Bonds received a $15.8 million, one-year contract with the Giants (67-85) for this season, but might not be back in San Francisco next year. The 43-year-old slugger could retire, or he could move to an American League team and become a designated hitter.
“I’ll deal with that when the time comes,” Bonds said. “It’s up to them. I don’t run the team. I’m not doing any interviews about my future.”
However, Bonds, who became baseball’s all-time home run leader on Aug. 7 when he hit No. 756 against Washington, might not even play in Thursday’s series opener. He has been out since Saturday because of a sprained right big toe, and manager Bruce Bochy said his slugger hopes to play once in these four games.
“I talked to him today. He thinks he’s going to be fine,” Bochy told the Giants’ official Web site.
Bonds owns a .322 batting average with 59 homers and 166 walks in 177 career games against the Reds.
The Reds (69-83) will also likely be without one of their biggest veteran offensive threats. Right fielder Ken Griffey Jr. left Wednesday’s 3-2 loss to the Chicago Cubs in the eighth inning with a lower abdominal strain.
“Hopefully it’s not as bad as it feels,” said Griffey, who will return to Cincinnati on Thursday to be examined by team medical director Dr. Timothy Kremchek.
Griffey is seven homers shy of 600 - and 169 behind Bonds’ total of 762.
The Reds have dropped four of their last five games. Adam Dunn homered Wednesday, giving him 40 for a club-record fourth straight season.
San Francisco has won five of its last six home games against the Reds, dating to 2005.
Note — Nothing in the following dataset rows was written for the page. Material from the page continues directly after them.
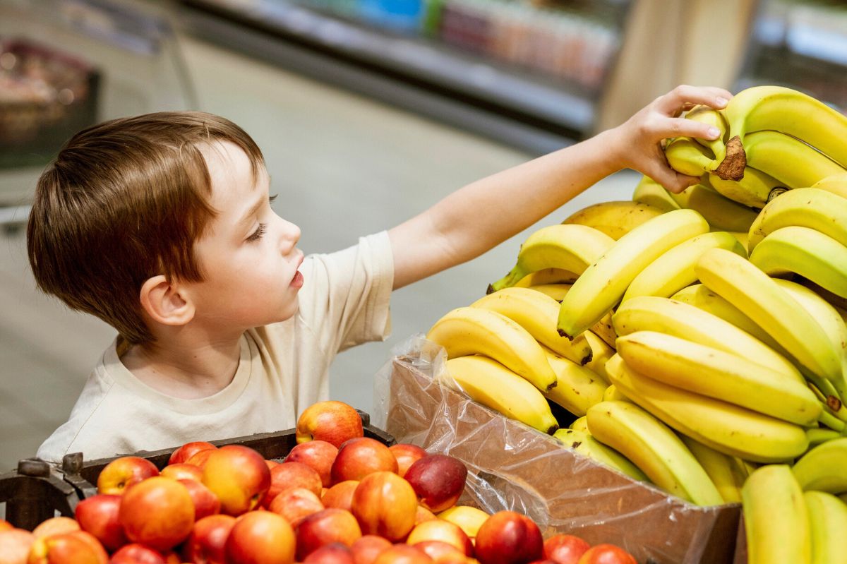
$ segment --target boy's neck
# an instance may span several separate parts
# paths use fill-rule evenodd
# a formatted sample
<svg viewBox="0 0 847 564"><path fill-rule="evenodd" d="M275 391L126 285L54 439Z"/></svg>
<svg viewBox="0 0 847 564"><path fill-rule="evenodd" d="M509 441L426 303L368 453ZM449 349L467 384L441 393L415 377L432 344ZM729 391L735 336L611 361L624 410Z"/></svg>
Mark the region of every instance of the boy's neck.
<svg viewBox="0 0 847 564"><path fill-rule="evenodd" d="M120 355L132 375L167 395L196 400L213 395L232 381L241 358L240 338L218 342L130 346Z"/></svg>

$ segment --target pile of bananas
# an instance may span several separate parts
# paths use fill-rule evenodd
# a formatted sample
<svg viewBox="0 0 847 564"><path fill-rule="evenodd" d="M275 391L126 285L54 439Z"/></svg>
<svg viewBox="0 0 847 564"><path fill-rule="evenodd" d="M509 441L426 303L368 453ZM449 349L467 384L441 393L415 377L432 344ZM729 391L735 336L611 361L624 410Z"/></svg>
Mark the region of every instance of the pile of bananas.
<svg viewBox="0 0 847 564"><path fill-rule="evenodd" d="M686 117L725 133L667 144L700 184L644 178L537 230L428 338L474 401L691 503L743 501L751 562L811 561L847 530L847 118L773 86ZM752 556L787 535L777 513L811 523L809 556Z"/></svg>

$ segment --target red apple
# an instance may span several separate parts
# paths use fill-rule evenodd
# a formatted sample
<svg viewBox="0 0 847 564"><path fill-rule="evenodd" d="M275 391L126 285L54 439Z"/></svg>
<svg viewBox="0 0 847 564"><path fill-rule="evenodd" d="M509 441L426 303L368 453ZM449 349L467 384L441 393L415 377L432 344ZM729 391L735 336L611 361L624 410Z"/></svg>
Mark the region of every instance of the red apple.
<svg viewBox="0 0 847 564"><path fill-rule="evenodd" d="M285 456L286 462L301 462L311 467L320 476L324 488L332 485L329 471L335 461L338 448L325 440L310 440L297 445Z"/></svg>
<svg viewBox="0 0 847 564"><path fill-rule="evenodd" d="M591 545L573 534L554 534L544 541L544 557L556 564L577 564Z"/></svg>
<svg viewBox="0 0 847 564"><path fill-rule="evenodd" d="M426 451L409 443L397 443L388 447L394 457L397 459L397 474L401 478L406 476L406 471L412 463L426 456Z"/></svg>
<svg viewBox="0 0 847 564"><path fill-rule="evenodd" d="M238 564L291 564L294 549L291 526L276 513L265 511L250 511L238 518L224 547L226 561Z"/></svg>
<svg viewBox="0 0 847 564"><path fill-rule="evenodd" d="M212 443L207 443L204 440L195 440L191 443L185 443L170 453L170 458L168 460L168 464L180 464L181 462L185 462L201 451L214 450L216 448L218 447Z"/></svg>
<svg viewBox="0 0 847 564"><path fill-rule="evenodd" d="M118 518L130 540L163 551L191 534L194 503L184 484L156 476L124 494Z"/></svg>
<svg viewBox="0 0 847 564"><path fill-rule="evenodd" d="M109 564L166 564L164 556L144 545L124 545L112 555Z"/></svg>
<svg viewBox="0 0 847 564"><path fill-rule="evenodd" d="M143 479L158 476L158 468L140 456L121 456L107 464L97 476L97 493L119 495Z"/></svg>
<svg viewBox="0 0 847 564"><path fill-rule="evenodd" d="M177 480L177 482L185 486L189 495L191 496L195 521L220 512L220 500L202 482L194 479Z"/></svg>
<svg viewBox="0 0 847 564"><path fill-rule="evenodd" d="M365 476L353 492L352 513L365 534L401 540L414 527L417 512L414 489L393 472Z"/></svg>
<svg viewBox="0 0 847 564"><path fill-rule="evenodd" d="M456 505L465 489L467 478L464 462L446 455L427 455L406 471L406 480L421 503L435 513Z"/></svg>
<svg viewBox="0 0 847 564"><path fill-rule="evenodd" d="M130 542L118 519L120 500L120 495L97 494L80 501L74 513L80 528L97 537L110 551Z"/></svg>
<svg viewBox="0 0 847 564"><path fill-rule="evenodd" d="M343 509L324 509L309 515L297 525L297 561L324 545L351 546L362 537L352 513Z"/></svg>
<svg viewBox="0 0 847 564"><path fill-rule="evenodd" d="M262 455L241 445L198 454L204 452L211 454L203 467L203 484L220 500L221 512L241 515L254 509L270 487L270 470Z"/></svg>
<svg viewBox="0 0 847 564"><path fill-rule="evenodd" d="M333 484L361 480L374 472L397 473L397 459L387 446L370 437L351 439L338 449L330 470Z"/></svg>
<svg viewBox="0 0 847 564"><path fill-rule="evenodd" d="M342 401L318 401L297 417L295 429L297 443L325 440L338 448L346 440L364 436L362 417Z"/></svg>
<svg viewBox="0 0 847 564"><path fill-rule="evenodd" d="M198 520L183 545L183 558L189 562L226 564L224 548L235 524L235 517L231 515L210 515Z"/></svg>
<svg viewBox="0 0 847 564"><path fill-rule="evenodd" d="M379 554L391 548L391 543L387 539L375 534L365 534L357 539L350 550L353 551L353 560L356 564L374 564Z"/></svg>
<svg viewBox="0 0 847 564"><path fill-rule="evenodd" d="M268 507L269 511L285 517L291 527L296 527L309 515L324 509L318 496L306 488L290 488L280 492Z"/></svg>
<svg viewBox="0 0 847 564"><path fill-rule="evenodd" d="M324 493L320 498L321 503L324 507L346 509L349 511L353 507L353 492L358 485L358 480L339 482Z"/></svg>
<svg viewBox="0 0 847 564"><path fill-rule="evenodd" d="M631 554L614 545L595 545L579 558L579 564L638 564Z"/></svg>
<svg viewBox="0 0 847 564"><path fill-rule="evenodd" d="M475 553L482 564L524 564L540 560L543 551L538 525L515 511L495 513L477 531Z"/></svg>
In Thursday’s opener, the Giants will square off against Cincinnati prospect Homer Bailey (2-2, 6.99 ERA), who has not pitched in the majors since July 7 against Arizona. The 21-year-old right-hander has allowed two or fewer runs in three of his six starts for the Reds, but yielded five or more in the other three, while walking a total of 21 batters in 28 1-3 innings.
“I saw potential,” Pete Mackanin, who saw Bailey make one start after becoming the Reds interim manager on July 3, told his team’s official Web site. “It’s all about command. A pitcher’s best friend is control and command of the fastball.”
Bailey spent more than month on the disabled list after being sent back to the minors. He made two starts for Class A Sarasota when he returned, going 0-1 with a 10.13 ERA, and has been throwing simulated games since the end of the minor league season.
He has never faced the Giants.
San Francisco counters with Matt Cain (7-15, 3.71), who is getting an average of just 3.51 runs of support per start - the second-lowest mark in the majors. He allowed just one run and one hit in six innings Saturday, but was saddled with a 6-0 loss in San Diego.
“It’s a shame we couldn’t get a run for him,” Giants manager Bruce Bochy said. “You look at the games the kid has thrown, and you can’t help but feel for the kid.”
Cain has won each of his previous two starts against the Reds, though, while receiving total 13 runs of support. He gave up four runs in 5 2-3 innings of a 9-5 victory at Cincinnati on July 4.